I want to show that if $f\in C([0,1])$ and the distributional derivative $f'$ on $(0,1)$ is in $L^1((0,1))$, then $$f(1) - f(0) = \int_0^1 f'(x)\,dx$$
I am having a lot of trouble getting started. Seems like a combination of using smooth functions and convolutions is probably how I need to go about this, but I'm having trouble coming up with a proof.
On
Let's look at $(f',\varphi)$, where the test function $\varphi$ equals $1$ on $[h,1-h]$, $0\le\varphi\le 1$, and $\varphi$ is supported by $[0,1]$. Since $f'\in L^1$, dominated convergence shows that $(f',\varphi)\to \int_0^1 f'$ as $h\to 0+$.

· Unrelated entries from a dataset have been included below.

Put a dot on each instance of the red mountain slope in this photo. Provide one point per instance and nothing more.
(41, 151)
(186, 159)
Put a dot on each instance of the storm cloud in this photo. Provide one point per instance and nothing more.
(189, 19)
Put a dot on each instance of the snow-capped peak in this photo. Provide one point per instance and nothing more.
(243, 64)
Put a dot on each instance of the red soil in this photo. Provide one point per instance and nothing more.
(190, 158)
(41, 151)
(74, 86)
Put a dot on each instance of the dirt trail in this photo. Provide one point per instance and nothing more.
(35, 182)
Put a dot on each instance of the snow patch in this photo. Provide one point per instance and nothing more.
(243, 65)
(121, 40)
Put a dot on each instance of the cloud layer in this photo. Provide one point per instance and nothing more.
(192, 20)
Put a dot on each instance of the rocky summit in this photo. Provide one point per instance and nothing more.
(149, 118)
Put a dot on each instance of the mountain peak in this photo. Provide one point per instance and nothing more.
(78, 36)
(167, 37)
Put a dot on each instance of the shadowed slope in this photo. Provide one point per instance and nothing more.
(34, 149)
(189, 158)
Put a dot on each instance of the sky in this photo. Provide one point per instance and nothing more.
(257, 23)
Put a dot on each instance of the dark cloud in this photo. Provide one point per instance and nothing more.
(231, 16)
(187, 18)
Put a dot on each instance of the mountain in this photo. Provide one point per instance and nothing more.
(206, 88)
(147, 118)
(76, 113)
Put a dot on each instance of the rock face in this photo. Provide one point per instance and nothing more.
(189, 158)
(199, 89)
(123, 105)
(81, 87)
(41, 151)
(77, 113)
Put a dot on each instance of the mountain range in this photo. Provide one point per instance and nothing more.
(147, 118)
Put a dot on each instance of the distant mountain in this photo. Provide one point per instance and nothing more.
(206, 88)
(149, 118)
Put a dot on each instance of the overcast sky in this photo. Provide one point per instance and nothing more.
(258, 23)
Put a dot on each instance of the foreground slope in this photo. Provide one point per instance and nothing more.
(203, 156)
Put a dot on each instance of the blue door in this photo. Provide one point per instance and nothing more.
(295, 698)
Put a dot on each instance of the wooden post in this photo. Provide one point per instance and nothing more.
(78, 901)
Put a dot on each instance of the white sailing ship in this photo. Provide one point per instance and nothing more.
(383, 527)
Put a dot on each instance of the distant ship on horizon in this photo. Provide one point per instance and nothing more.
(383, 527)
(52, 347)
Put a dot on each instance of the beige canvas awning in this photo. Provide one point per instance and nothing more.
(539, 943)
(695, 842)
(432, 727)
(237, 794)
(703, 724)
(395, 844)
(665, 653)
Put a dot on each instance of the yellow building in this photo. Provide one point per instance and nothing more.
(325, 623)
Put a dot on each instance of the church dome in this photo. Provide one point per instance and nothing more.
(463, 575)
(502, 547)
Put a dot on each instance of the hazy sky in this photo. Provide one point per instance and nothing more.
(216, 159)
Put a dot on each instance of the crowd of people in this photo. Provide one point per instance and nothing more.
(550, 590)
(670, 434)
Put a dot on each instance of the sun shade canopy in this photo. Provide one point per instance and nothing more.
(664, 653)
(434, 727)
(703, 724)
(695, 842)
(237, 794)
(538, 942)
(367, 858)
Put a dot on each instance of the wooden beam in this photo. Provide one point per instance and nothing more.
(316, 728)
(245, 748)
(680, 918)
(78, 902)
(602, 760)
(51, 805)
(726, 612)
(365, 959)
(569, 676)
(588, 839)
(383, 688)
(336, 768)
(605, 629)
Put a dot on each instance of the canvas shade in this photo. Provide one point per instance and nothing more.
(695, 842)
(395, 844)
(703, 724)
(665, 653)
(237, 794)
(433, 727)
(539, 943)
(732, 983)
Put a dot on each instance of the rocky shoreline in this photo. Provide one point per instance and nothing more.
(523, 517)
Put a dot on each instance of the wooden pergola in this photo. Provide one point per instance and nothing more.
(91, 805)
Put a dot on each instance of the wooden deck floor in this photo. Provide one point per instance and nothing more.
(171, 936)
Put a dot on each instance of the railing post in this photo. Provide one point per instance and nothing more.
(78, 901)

On the other hand, $$ (f',\varphi)=-(f,\varphi') = -\int_0^h f(x)\varphi'(x)\, dx - \int_{1-h}^h f(x)\varphi'(x)\, dx . $$ We can more specifically fix a smooth $\psi$ that increases from $0$ to $1$ on $[0,1]$ and then take $\varphi(x)=\psi(x/h)$ on $0\le x\le h$. Then the first integral becomes $$ -\frac{1}{h}\int_0^h f(x)\psi'(x/h)\, dx = -\int_0^1 f(ht)\psi'(t)\, dt . $$ By dominated convergence again, this converges to $-f(0)\int_0^1\psi' =-f(0)$ as $h\to 0+$. The second integral can be handled in the same way.
Given $f'\in L^1([0,1])$ let us define a function $$g(x) = \int_0^x f'(t) dt.$$ Now for each $\phi\in \mathcal{D}([0,1])$, if we have $$\int_0^1 [f(x)-g(x)] \phi'(x) dx = 0,$$ this implies that $f - g$ is an a.e. constant function (it is a classic result).
Since $f-g$ is continuous, when we plug in the point $0$ into $f-g$, we see that the constant function is $f(0)$ thus $f(x) = g(x) + f(0)$.